Rodney: It's just that I remember more of the details each year.
Carl: Hey, you don't remember your own name on Tuesdays. I think the wine helps.
Rodney: When you are telling the same story for the five thousandth time you need the wine to oil your epiglottis.
Carl: Your epiglottis is oiled, all right.
Rodney: Let's show some respect here!
Carl: OK, it must be time for business. At that legendary moment in 1963 you were forty-feet below the surface, holding your breath, stalking a fish.
Rodney: That's right, I never saw it coming.
Carl: And because spear fishing competitions were traditionally snorkel-only, you didn't have a scuba tank that might have protected your body.
Rodney: Yes, but if I'd been wearing a tank it might have taken me by the leg, and that could have been worse!
Carl: You had the presence of mind to stick your thumb in its eye to force it to let you go.
Rodney: Yes, I was getting desperate for air because its teeth had perforated my lung.
Carl: So, it let go, and you found yourself for an awful moment floating helplessly in a cloud of your own blood, and then...
The worst part of it his head coming through the cloud of blood to take me again. I tried to fend it off by pushing away its nose, but I missed and my right hand went right into its mouth. I tried to quickly pull it out, but the shark's teeth inflicted damage to my arm which it took 94 stitches to repair. The bite to my midsection took 364.
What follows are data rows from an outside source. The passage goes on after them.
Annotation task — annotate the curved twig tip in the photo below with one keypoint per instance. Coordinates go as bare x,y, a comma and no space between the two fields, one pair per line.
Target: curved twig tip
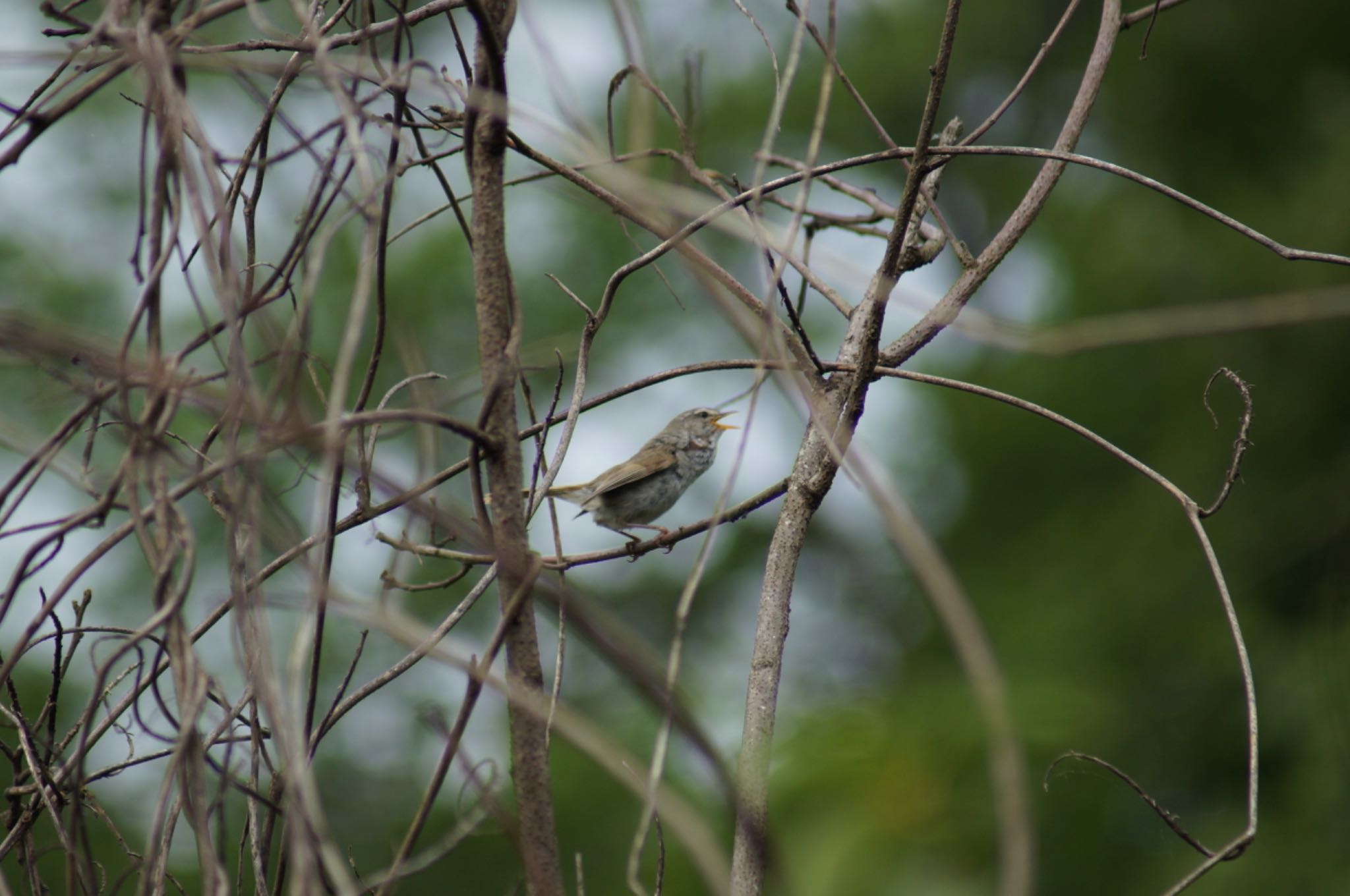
1240,444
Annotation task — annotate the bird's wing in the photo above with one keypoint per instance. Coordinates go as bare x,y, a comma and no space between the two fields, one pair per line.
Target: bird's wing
644,463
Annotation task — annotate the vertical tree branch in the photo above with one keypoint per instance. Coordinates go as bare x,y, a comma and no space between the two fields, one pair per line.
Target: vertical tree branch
833,420
498,343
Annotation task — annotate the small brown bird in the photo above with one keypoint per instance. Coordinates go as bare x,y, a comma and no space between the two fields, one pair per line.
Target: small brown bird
631,494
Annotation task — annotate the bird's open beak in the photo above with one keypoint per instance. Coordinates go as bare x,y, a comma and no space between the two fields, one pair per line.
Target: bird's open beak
721,426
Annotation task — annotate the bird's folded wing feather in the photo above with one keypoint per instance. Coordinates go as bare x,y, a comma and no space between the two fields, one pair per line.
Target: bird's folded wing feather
644,463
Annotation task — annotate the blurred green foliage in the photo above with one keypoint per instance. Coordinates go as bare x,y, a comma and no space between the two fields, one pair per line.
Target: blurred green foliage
1088,580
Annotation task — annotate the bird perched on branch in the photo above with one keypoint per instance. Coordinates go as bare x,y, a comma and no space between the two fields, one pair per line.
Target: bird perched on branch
631,494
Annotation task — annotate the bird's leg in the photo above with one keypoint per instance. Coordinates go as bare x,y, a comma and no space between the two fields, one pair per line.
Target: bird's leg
662,532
Carl: By a series of miraculous coincidences you were quickly transported to the operating room of the Hospital. I have sat with clients many times when all were spell bound by your description of that.
Rodney: While they were operating, I was fixated on that light as if it were my link to life, because I was very weak from the wounds and shock. There was one point where the light seemed to get smaller and farther away. I found myself having to fight to keep that light from going out, somehow if it went out I knew I'd be gone. I willed that light to get larger.